Monday, August 27, 2007


Two “voices” weigh in on recession possibility

First, former Clinton Treasury Secretary Larry Summers. And, since Summers is now part of a hedge-fund group, he ought to know, right?

But, like a number of Congressional Democrats, he wants the easy way out of letting Fannie Mae and Freddie Mac carry a larger loan portfolio.

To be, this is just one or two steps removed from a full-blown bailout. Bush is probably right that the two agencies need to be reformed first. But, of course, the Fed needs to be reformed even more.

And, the second voice, speaking of reforming? The Fed First, former Clinton Treasury Secretary bent its own rules last week for Citigroup and Bank of America:

The Aug. 20 letters from the Fed to Citigroup and Bank of America state that the Fed, which regulates large parts of the U.S. financial system, has agreed to exempt both banks from rules that effectively limit the amount of lending that their federally-insured banks can do with their brokerage affiliates. The exemption, which is temporary, means, for example, that Citigroup's Citibank entity can substantially increase funding to Citigroup Global Markets, its brokerage subsidiary. Citigroup and Bank of America requested the exemptions, according to the letters, to provide liquidity to those holding mortgage loans, mortgage-backed securities, and other securities.

And, this isn’t a minor issue:
So, how serious is this rule-bending? Very. One of the central tenets of banking regulation is that banks with federally insured deposits should never be over-exposed to brokerage subsidiaries; indeed, for decades financial institutions were legally required to keep the two units completely separate.
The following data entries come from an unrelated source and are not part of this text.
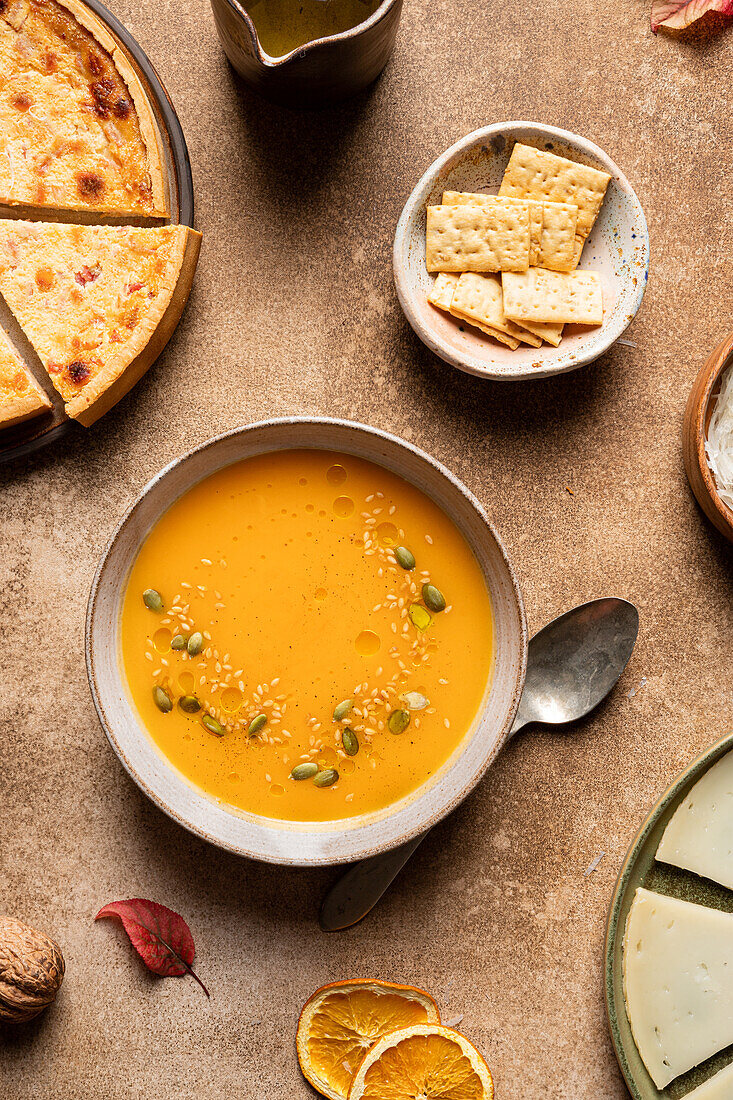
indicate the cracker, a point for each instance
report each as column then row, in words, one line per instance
column 535, row 174
column 441, row 295
column 479, row 298
column 478, row 239
column 441, row 290
column 538, row 295
column 557, row 250
column 501, row 337
column 462, row 198
column 551, row 333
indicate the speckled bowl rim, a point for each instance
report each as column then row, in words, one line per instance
column 619, row 910
column 470, row 363
column 350, row 851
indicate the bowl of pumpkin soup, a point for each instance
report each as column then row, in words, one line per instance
column 305, row 641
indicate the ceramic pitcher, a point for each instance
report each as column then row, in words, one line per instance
column 318, row 73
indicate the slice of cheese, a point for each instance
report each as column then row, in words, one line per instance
column 678, row 982
column 699, row 837
column 719, row 1087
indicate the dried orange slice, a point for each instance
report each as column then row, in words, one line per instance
column 342, row 1021
column 425, row 1062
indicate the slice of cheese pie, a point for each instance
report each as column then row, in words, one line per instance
column 21, row 397
column 678, row 982
column 76, row 129
column 89, row 298
column 699, row 837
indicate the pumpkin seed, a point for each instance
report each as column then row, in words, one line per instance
column 214, row 727
column 350, row 741
column 414, row 701
column 153, row 600
column 304, row 771
column 326, row 778
column 404, row 558
column 162, row 700
column 398, row 722
column 342, row 708
column 419, row 617
column 189, row 704
column 434, row 597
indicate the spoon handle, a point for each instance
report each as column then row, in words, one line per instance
column 358, row 891
column 520, row 723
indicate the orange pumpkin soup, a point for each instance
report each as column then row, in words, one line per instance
column 306, row 636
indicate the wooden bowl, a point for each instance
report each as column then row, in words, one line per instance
column 695, row 432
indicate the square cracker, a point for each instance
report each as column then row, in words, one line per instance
column 441, row 294
column 539, row 295
column 479, row 298
column 463, row 198
column 478, row 239
column 551, row 333
column 535, row 174
column 557, row 249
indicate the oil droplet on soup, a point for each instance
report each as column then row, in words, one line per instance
column 343, row 506
column 368, row 642
column 308, row 618
column 336, row 474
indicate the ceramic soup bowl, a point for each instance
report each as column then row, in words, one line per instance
column 304, row 843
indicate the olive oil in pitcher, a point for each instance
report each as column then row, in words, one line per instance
column 283, row 25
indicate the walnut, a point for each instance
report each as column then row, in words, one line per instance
column 31, row 970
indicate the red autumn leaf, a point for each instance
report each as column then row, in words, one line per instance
column 680, row 13
column 161, row 937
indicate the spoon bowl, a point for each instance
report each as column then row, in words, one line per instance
column 576, row 660
column 572, row 663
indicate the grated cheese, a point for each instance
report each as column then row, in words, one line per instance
column 719, row 444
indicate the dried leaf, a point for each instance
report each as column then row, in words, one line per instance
column 680, row 13
column 161, row 937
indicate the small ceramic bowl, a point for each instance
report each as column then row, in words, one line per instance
column 617, row 250
column 304, row 843
column 695, row 431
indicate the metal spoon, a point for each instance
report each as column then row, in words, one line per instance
column 572, row 663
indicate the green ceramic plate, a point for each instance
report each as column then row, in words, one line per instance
column 639, row 869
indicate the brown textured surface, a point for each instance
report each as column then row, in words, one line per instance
column 294, row 311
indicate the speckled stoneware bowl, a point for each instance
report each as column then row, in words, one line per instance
column 641, row 869
column 294, row 843
column 617, row 250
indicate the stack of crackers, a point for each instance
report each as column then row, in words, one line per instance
column 507, row 262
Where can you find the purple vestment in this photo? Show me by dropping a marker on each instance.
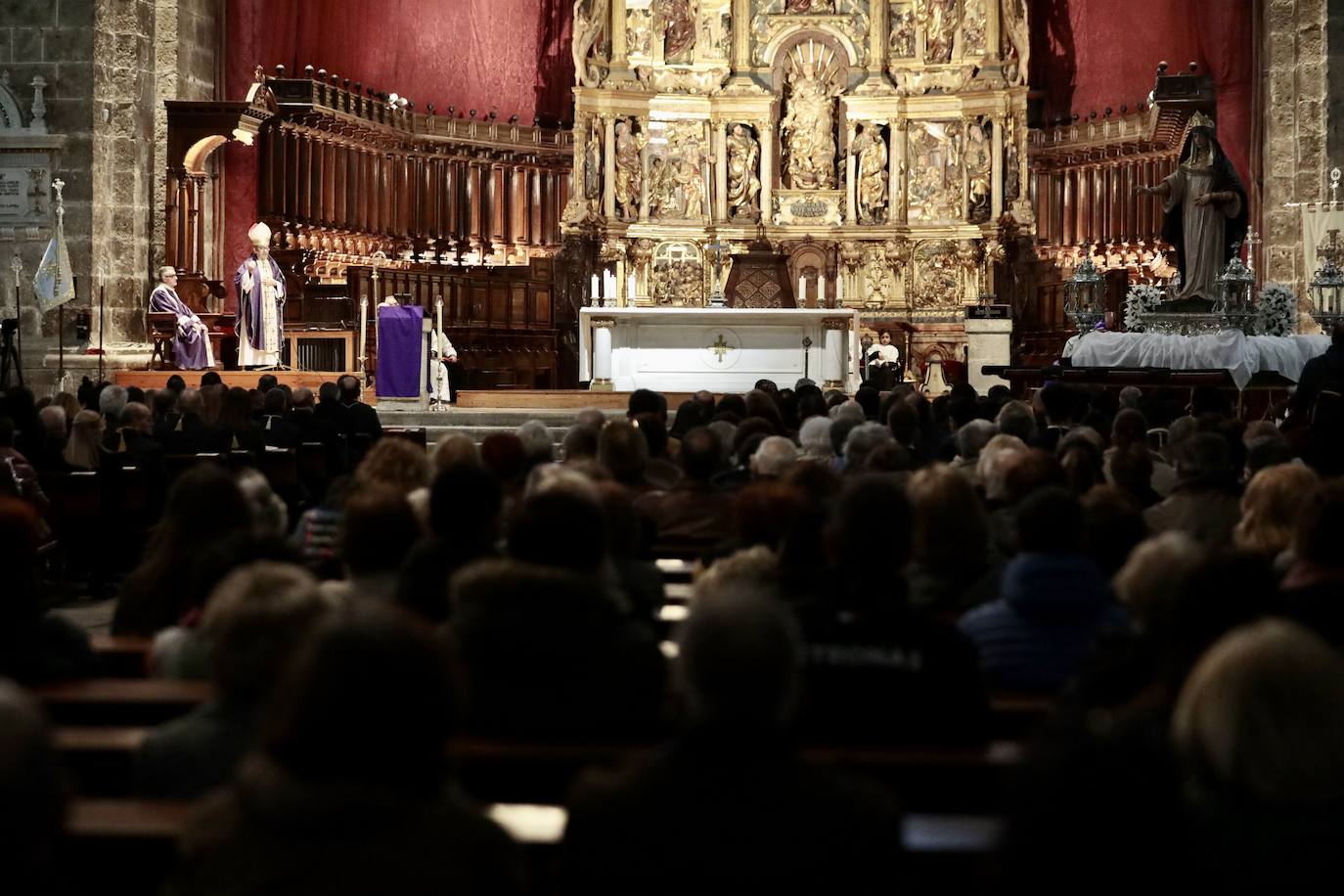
(248, 302)
(399, 351)
(190, 348)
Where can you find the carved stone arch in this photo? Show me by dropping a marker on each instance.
(11, 114)
(777, 51)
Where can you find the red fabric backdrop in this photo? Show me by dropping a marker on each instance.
(1092, 54)
(514, 55)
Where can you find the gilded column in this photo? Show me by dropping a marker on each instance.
(609, 166)
(740, 36)
(996, 168)
(620, 54)
(721, 171)
(766, 130)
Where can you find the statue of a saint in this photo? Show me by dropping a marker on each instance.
(593, 165)
(743, 180)
(691, 182)
(809, 132)
(628, 173)
(1206, 209)
(872, 179)
(661, 188)
(589, 23)
(261, 301)
(679, 36)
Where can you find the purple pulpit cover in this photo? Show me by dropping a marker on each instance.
(399, 348)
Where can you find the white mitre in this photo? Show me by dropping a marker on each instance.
(259, 236)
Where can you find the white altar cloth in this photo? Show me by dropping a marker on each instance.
(725, 349)
(1242, 356)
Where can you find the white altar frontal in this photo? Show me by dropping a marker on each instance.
(722, 349)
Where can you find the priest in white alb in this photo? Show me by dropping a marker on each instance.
(261, 302)
(191, 345)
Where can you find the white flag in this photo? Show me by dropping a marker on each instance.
(54, 281)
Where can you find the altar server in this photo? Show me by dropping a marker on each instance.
(261, 301)
(442, 353)
(191, 345)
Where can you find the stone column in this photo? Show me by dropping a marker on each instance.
(851, 203)
(766, 132)
(996, 171)
(620, 54)
(603, 353)
(609, 168)
(721, 169)
(740, 36)
(833, 351)
(895, 173)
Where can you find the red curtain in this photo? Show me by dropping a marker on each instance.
(510, 55)
(1089, 54)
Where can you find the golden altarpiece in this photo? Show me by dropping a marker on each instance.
(879, 147)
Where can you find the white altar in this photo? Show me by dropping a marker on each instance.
(723, 349)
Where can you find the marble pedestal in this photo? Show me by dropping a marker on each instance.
(723, 349)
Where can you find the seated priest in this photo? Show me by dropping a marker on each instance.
(191, 347)
(884, 360)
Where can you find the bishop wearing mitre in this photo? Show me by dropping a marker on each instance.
(191, 345)
(261, 301)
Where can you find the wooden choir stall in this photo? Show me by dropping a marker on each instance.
(369, 198)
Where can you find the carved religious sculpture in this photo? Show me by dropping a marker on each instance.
(679, 34)
(1204, 208)
(629, 179)
(809, 130)
(872, 179)
(743, 180)
(589, 23)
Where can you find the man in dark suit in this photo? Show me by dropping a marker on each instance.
(277, 430)
(362, 418)
(191, 434)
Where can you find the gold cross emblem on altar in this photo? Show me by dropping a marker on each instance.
(721, 348)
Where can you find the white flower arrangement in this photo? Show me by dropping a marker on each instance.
(1140, 301)
(1276, 315)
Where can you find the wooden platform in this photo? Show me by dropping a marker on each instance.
(557, 399)
(245, 379)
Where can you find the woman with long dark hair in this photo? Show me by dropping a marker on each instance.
(204, 503)
(1206, 212)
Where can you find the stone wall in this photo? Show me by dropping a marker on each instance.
(1296, 113)
(186, 55)
(53, 39)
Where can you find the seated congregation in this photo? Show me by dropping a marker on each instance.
(872, 574)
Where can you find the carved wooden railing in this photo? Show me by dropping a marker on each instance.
(1082, 177)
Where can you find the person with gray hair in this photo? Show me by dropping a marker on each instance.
(773, 458)
(538, 446)
(815, 437)
(970, 439)
(861, 443)
(254, 621)
(732, 805)
(112, 400)
(1016, 418)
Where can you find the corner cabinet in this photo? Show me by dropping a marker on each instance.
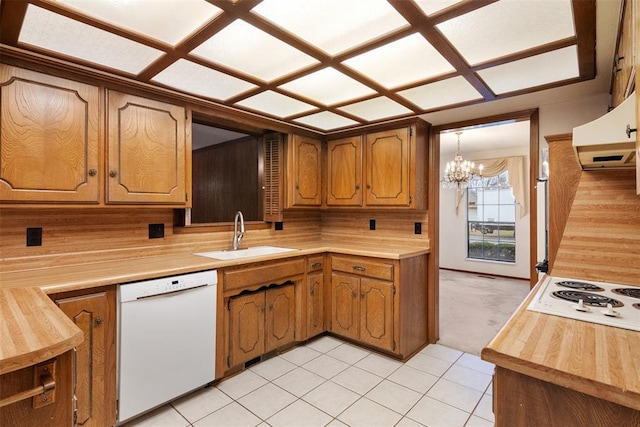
(379, 302)
(49, 139)
(95, 367)
(385, 169)
(304, 172)
(146, 160)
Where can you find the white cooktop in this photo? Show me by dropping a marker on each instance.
(625, 316)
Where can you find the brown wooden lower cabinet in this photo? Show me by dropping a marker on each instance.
(380, 303)
(95, 389)
(22, 413)
(520, 400)
(260, 322)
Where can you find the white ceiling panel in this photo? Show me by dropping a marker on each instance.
(259, 54)
(442, 93)
(328, 86)
(534, 71)
(149, 17)
(376, 109)
(276, 104)
(333, 25)
(201, 80)
(508, 26)
(404, 61)
(56, 33)
(326, 120)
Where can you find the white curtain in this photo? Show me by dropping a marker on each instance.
(493, 167)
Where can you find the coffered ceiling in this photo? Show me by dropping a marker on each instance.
(324, 65)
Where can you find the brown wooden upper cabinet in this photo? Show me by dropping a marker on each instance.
(53, 149)
(147, 151)
(304, 172)
(385, 169)
(49, 139)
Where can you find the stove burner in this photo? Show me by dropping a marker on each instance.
(629, 292)
(582, 286)
(592, 300)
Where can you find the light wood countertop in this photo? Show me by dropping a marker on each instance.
(33, 329)
(95, 273)
(601, 361)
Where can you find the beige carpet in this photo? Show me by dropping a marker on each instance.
(473, 307)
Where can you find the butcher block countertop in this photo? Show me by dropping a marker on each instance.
(601, 361)
(95, 273)
(32, 329)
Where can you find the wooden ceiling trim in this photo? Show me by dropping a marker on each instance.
(584, 13)
(11, 17)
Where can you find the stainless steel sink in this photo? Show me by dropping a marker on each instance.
(245, 253)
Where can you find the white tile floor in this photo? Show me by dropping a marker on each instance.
(328, 382)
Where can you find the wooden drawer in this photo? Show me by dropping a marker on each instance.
(262, 274)
(315, 263)
(363, 267)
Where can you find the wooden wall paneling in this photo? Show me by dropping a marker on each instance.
(601, 239)
(218, 171)
(564, 175)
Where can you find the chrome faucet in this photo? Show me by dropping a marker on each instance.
(238, 235)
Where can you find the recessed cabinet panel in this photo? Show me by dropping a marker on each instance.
(146, 161)
(305, 172)
(344, 175)
(49, 138)
(387, 158)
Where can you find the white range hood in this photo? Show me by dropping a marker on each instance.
(605, 142)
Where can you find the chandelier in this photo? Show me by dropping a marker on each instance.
(458, 171)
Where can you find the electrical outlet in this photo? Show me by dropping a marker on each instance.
(156, 231)
(34, 236)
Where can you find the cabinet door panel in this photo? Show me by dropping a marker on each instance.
(344, 172)
(305, 170)
(49, 142)
(279, 317)
(95, 365)
(315, 305)
(388, 161)
(246, 328)
(376, 313)
(146, 151)
(344, 313)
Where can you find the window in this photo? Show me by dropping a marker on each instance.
(491, 214)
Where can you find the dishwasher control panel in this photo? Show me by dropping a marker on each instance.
(166, 285)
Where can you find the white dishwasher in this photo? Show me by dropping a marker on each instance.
(167, 340)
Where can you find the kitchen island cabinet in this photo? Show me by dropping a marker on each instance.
(95, 368)
(555, 371)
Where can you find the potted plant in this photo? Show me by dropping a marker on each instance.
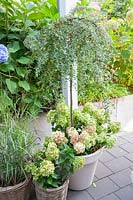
(51, 167)
(15, 149)
(92, 131)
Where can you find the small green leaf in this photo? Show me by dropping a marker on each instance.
(11, 85)
(5, 99)
(23, 60)
(24, 84)
(125, 53)
(14, 47)
(7, 67)
(2, 35)
(21, 71)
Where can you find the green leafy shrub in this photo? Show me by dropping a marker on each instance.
(20, 88)
(52, 165)
(116, 8)
(92, 128)
(123, 55)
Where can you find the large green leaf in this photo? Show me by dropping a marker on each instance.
(14, 47)
(21, 71)
(24, 84)
(11, 85)
(23, 60)
(7, 67)
(125, 53)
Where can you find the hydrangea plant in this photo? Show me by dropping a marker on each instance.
(52, 165)
(92, 128)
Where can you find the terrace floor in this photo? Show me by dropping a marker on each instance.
(113, 176)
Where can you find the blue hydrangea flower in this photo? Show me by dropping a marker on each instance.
(3, 53)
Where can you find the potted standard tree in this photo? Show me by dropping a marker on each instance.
(80, 40)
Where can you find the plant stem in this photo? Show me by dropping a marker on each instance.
(71, 102)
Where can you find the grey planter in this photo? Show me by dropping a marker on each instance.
(83, 178)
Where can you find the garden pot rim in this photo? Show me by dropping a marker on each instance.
(48, 190)
(15, 187)
(94, 153)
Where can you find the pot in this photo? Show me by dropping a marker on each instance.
(83, 178)
(59, 193)
(20, 191)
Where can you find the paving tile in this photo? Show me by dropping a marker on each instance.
(106, 157)
(122, 178)
(129, 156)
(128, 137)
(95, 179)
(125, 193)
(118, 164)
(120, 141)
(110, 197)
(103, 187)
(128, 147)
(117, 152)
(102, 171)
(78, 195)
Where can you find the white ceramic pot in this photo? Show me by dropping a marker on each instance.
(83, 178)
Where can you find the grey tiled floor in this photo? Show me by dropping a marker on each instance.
(113, 174)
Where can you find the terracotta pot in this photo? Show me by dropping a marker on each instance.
(83, 178)
(20, 191)
(59, 193)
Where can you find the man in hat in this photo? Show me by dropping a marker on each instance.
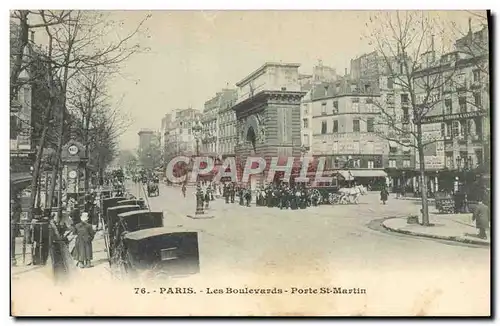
(481, 215)
(39, 238)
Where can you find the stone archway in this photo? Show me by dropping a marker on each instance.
(252, 130)
(251, 137)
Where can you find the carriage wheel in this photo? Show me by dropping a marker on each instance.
(317, 194)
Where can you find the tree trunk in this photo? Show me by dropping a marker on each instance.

This move by the Fed eats away at the principle.

Sure, the temporary nature of the move makes it look slightly less serious, but the Fed didn't give a date in the letter for when this exemption will end. In addition, the sheer size of the potential lending capacity at Citigroup and Bank of America — $25 billion each — is a cause for unease. ….

Don't forget: The Federal Reserve is in crisis management at the moment. However, it doesn't want to show any signs of panic. That means no rushed cuts in interest rates. It also means that it wants banks to quickly take the big charges that will inevitably come from holding toxic debt securities. And it will do all it can behind the scenes to work with the banks to help them get through this upheaval. But waiving one of the most important banking regulations can only add nervousness to the market. And that's what the Fed did Monday in these disturbing letters to the nation's two largest banks.

I’m not enough of a financial analyst to tell you where to invest, but I can safely say that if you have any money in stocks, make sure it isn’t in bank stocks.

Financial-industry blogger Mish has more.